Exceptional Development: Psychological Disorders that Affect Children

Disorders are classified as conduct disorders and deficit/hyperactivity disorder.

Conduct Disorder
- This manifest in repetitive and persistent pattern of behavior where a young person transgresses
on the basic rights of others or violates societal norms or rules. This is considered a disorder of
under control.
- Socialized Conduct Disorder: it happens when a young person in the company of peers shows
a misconduct behavior.
- Unsocialized Conduct Disorder: it happens when the behavior occurs primarily when the child
is alone.

Attention deficit/hyperactivity disorder (ADHD)

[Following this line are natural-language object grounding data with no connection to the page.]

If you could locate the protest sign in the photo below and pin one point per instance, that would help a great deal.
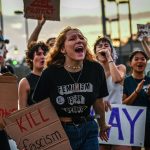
(143, 31)
(8, 95)
(34, 9)
(37, 127)
(128, 125)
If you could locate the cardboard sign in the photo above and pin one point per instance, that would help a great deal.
(128, 125)
(34, 9)
(8, 96)
(37, 127)
(143, 31)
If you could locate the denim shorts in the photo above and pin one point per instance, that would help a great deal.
(83, 136)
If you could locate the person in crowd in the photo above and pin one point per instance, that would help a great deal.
(3, 54)
(136, 90)
(74, 82)
(115, 74)
(34, 36)
(35, 58)
(4, 142)
(145, 43)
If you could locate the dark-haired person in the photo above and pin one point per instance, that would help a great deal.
(115, 74)
(74, 82)
(35, 58)
(137, 89)
(4, 144)
(4, 68)
(34, 36)
(146, 45)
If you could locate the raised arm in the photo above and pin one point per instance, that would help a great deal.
(35, 33)
(146, 46)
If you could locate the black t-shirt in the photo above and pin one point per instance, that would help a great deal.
(32, 80)
(56, 83)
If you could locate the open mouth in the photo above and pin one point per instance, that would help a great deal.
(79, 49)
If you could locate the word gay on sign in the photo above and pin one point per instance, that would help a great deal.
(37, 127)
(127, 125)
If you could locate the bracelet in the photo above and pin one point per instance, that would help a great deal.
(136, 92)
(110, 61)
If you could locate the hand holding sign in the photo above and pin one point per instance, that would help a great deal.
(143, 31)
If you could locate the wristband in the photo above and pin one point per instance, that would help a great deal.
(136, 92)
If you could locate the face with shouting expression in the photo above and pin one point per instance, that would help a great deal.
(74, 47)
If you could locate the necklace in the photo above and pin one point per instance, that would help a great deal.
(74, 67)
(76, 87)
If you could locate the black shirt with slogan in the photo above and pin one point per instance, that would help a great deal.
(32, 80)
(72, 93)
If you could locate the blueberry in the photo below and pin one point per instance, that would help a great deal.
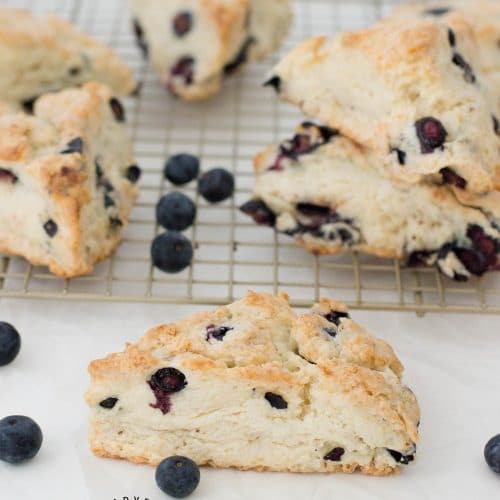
(431, 134)
(217, 332)
(492, 453)
(20, 439)
(108, 403)
(334, 455)
(50, 228)
(117, 109)
(182, 168)
(175, 211)
(182, 23)
(10, 343)
(133, 173)
(171, 252)
(276, 401)
(259, 212)
(7, 176)
(177, 476)
(216, 185)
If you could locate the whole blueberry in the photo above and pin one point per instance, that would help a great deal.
(171, 252)
(10, 343)
(20, 439)
(492, 453)
(177, 476)
(216, 185)
(175, 211)
(182, 168)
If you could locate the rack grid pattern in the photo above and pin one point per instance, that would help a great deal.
(232, 254)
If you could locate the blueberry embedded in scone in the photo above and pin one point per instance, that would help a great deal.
(413, 90)
(330, 198)
(45, 54)
(255, 386)
(194, 46)
(67, 179)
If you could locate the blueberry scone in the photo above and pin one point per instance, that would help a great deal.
(409, 90)
(323, 190)
(194, 44)
(255, 386)
(67, 179)
(44, 54)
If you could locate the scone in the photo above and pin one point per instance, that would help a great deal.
(323, 190)
(255, 386)
(44, 54)
(193, 44)
(484, 17)
(67, 179)
(411, 91)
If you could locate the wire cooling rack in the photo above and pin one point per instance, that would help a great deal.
(232, 254)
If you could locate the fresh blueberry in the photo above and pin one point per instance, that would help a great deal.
(334, 455)
(171, 252)
(7, 176)
(50, 228)
(182, 168)
(133, 173)
(276, 401)
(175, 211)
(20, 439)
(492, 453)
(259, 212)
(177, 476)
(10, 343)
(117, 109)
(216, 185)
(182, 23)
(108, 403)
(431, 134)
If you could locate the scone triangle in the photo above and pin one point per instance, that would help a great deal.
(255, 386)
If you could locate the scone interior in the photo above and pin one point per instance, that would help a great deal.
(45, 54)
(193, 44)
(410, 89)
(255, 386)
(322, 189)
(67, 179)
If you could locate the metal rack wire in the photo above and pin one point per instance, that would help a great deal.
(232, 254)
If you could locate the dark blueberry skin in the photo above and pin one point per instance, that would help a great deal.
(400, 458)
(182, 23)
(334, 455)
(7, 176)
(108, 403)
(216, 185)
(177, 476)
(275, 83)
(20, 439)
(133, 174)
(431, 134)
(164, 383)
(452, 178)
(171, 252)
(182, 168)
(492, 453)
(276, 401)
(10, 343)
(50, 228)
(259, 212)
(465, 66)
(117, 109)
(175, 211)
(217, 332)
(73, 146)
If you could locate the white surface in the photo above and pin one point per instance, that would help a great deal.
(451, 364)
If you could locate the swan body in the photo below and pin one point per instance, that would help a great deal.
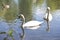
(48, 15)
(32, 24)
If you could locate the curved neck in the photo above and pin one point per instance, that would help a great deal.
(23, 21)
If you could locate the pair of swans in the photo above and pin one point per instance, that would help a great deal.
(35, 24)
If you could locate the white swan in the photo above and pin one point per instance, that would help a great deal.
(31, 24)
(48, 16)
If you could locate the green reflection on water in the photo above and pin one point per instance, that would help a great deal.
(54, 4)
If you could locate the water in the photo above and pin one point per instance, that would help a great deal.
(39, 34)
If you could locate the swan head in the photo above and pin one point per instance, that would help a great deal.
(21, 16)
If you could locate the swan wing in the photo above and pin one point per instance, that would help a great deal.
(32, 24)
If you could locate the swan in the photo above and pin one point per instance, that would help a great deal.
(48, 18)
(33, 24)
(28, 25)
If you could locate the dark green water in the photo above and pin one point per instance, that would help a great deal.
(38, 13)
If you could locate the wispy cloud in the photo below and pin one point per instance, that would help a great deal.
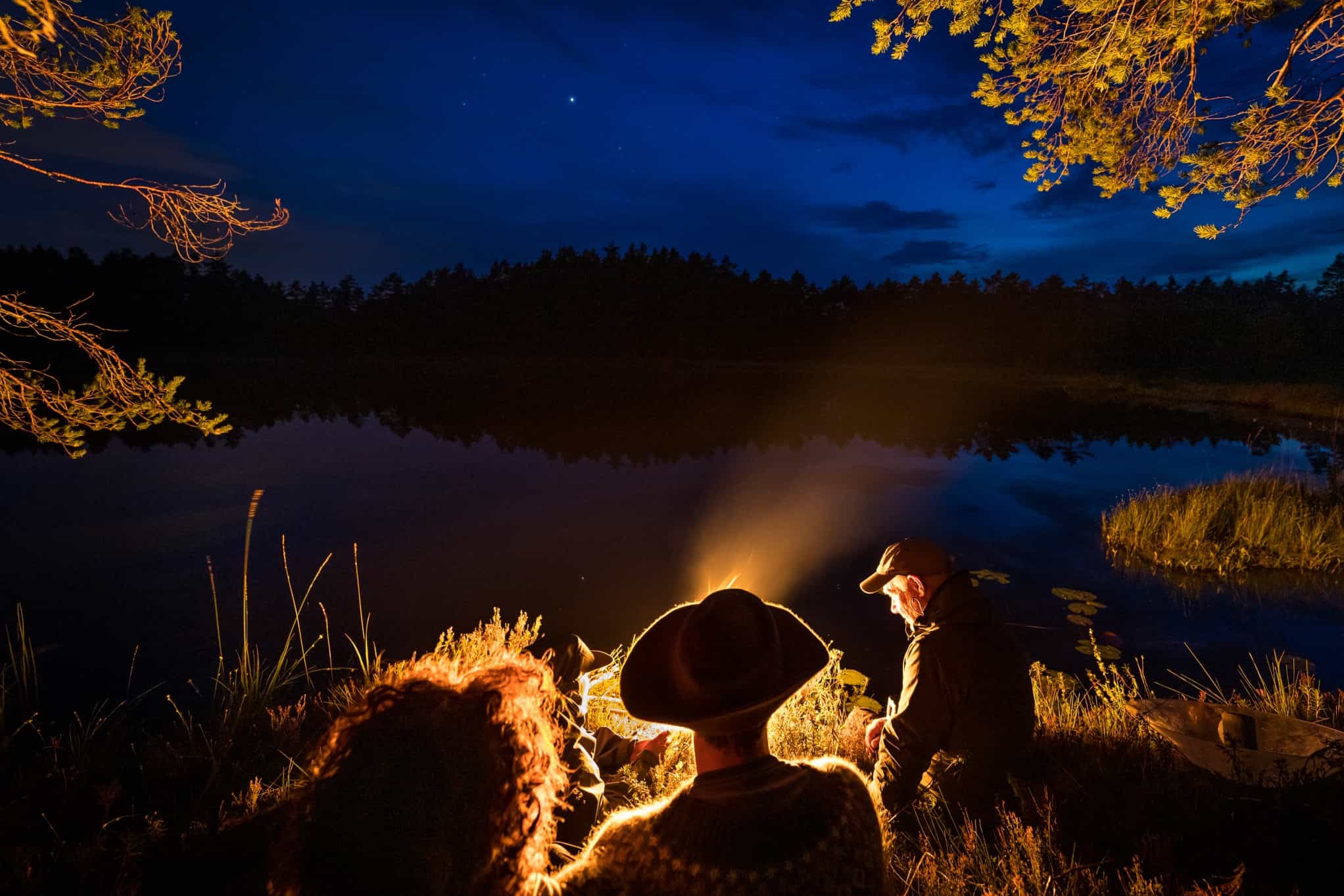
(978, 130)
(936, 252)
(883, 218)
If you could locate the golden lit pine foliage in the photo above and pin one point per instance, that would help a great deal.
(1113, 85)
(58, 64)
(34, 402)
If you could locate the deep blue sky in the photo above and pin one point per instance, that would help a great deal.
(414, 136)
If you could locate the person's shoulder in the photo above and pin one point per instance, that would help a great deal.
(839, 774)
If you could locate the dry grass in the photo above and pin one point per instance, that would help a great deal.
(1259, 520)
(1103, 808)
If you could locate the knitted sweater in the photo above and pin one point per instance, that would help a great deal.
(765, 826)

- It is a persistent pattern of inattention and hyperactivity or impulsivity that is far excess if such
behaviors observed in children in various stages of development.
- This disorder creates difficulties in relating to people at home, in the classroom and in the peer
group. The overcontrolled disorders have adverse effect on the child himself. The child with this
disorder is characterized as withdrawn, passive, disinterested in things and in people, in general,
not the happy child a parent would want to have.

Phobias
- It is learned through association of the experience of being in a state of fear with a specific
stimulus. These phobias are usually learned and will need therapeutic interventions to unlearn
the association.

Anxiety Disorder
- These are characterized by feeling of apprehension and low self-confidence that may be felt
through the adult years. This disorder associated with moods are the most common type of
mental difficulty.
- Depression, one kind of this disorder which is higher in the early adulthood that in adolescence
or middle age.
- It is important to remember that under-controlling and over-controlling behaviors occur together.
Children with aggressive behavior may also experience depression. Comorbidity is the term
used to describe this co-occurrence of two or more problem behaviors.